Honor the Treaties: Cherokee Freedmen Complicate Native Rights Mantra
It was Monday, May 5 when news began to spread that Indian country had lost one of its greatest treaty rights activists, Billy Frank Jr. The 83 year-old died that day along the Nisqually River where he had fought so tirelessly to defend the right to hunt and fish along its shores, four decades earlier. Today, Pacific Northwest tribes enjoy a stable economy buttressed from the salmon harvest—a payoff in large part due to Frank’s devotion to uphold a promise the federal government made to the region’s tribes in the mid-1850s. In a 2007 interview, Frank told me of his activism, “Treaties were what it was all about.”
For those who know anything about Native Americans in this country, most are aware that the treaties they signed with the United States is what sets Native peoples apart from other ethnicities in the country.

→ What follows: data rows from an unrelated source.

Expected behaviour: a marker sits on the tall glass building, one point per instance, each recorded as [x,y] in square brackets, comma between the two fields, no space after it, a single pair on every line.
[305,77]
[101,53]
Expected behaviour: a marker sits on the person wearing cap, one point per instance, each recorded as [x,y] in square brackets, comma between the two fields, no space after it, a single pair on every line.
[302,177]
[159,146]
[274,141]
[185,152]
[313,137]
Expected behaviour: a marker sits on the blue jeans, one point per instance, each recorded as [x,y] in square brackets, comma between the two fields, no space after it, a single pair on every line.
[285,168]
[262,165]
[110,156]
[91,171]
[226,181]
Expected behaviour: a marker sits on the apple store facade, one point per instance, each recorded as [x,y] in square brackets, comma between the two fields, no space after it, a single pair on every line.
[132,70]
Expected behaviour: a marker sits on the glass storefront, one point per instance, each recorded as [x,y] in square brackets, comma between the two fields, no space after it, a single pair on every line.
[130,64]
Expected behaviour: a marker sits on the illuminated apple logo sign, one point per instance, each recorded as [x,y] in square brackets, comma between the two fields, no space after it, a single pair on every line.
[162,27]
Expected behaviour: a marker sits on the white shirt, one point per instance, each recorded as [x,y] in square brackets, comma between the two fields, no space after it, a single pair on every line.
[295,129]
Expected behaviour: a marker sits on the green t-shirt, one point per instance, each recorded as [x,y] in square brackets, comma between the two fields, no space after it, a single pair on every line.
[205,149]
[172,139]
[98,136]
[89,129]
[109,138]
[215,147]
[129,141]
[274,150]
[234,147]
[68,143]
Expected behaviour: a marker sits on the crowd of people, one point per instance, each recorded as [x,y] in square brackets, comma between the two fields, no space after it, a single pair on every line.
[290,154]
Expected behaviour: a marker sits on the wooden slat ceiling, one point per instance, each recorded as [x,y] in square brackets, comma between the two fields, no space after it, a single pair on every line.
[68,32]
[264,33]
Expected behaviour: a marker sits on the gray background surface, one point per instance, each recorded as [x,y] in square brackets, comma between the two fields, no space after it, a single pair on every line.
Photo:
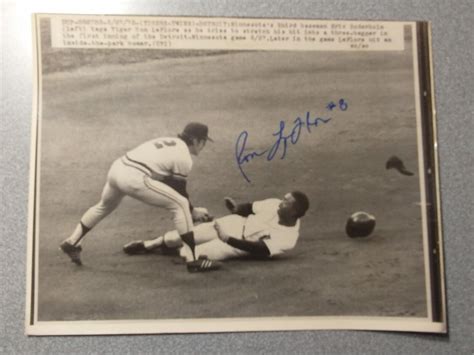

Yet, with so many of these historic pacts broken over time, it’s no surprise then that a popular mantra among Native American rights groups has been to “Honor the Treaties.”
And so it has been with great wonderment to witness the decades-long drama unfold about the Cherokee freedmen, a class of African-American citizenry in the Cherokee Nation of Oklahoma who risk losing their place in the tribe despite an 1866 treaty that promised their ancestors otherwise.
On the very day of Frank’s passing, a senior federal district judge in Washington, D.C. heard what could be final arguments in the case, Cherokee Nation vs. Nash, et al, litigation that has cost the Cherokee Nation millions of dollars in a fight to keep the freedmen out of the tribe.
The case, is a culmination of 11 years of legal wrangling involving multiple lawsuits, argued in a variety of venues, now pared down into one single and significant lawsuit. It means Vann vs. the Department of the Interior, the first complaint filed in this dispute back in 2002, has been eliminated.
Historically, the Cherokee freedmen were former African slaves of wealthy Cherokee masters. They were held in bondage beginning in the early 19th century until the end of the Civil War. In that time, the tribe enacted and enforced a series of slave codes, and when it came to defend chattel slavery, it fought on the side of the Confederacy. Cherokee Brigadier General Stand Watie was the last in the field to accept defeat. As a result of losing this battle, the tribe begrudgingly signed the Treaty of 1866, freeing its slaves, and promising them and “their descendants, all the rights of Native Cherokees.”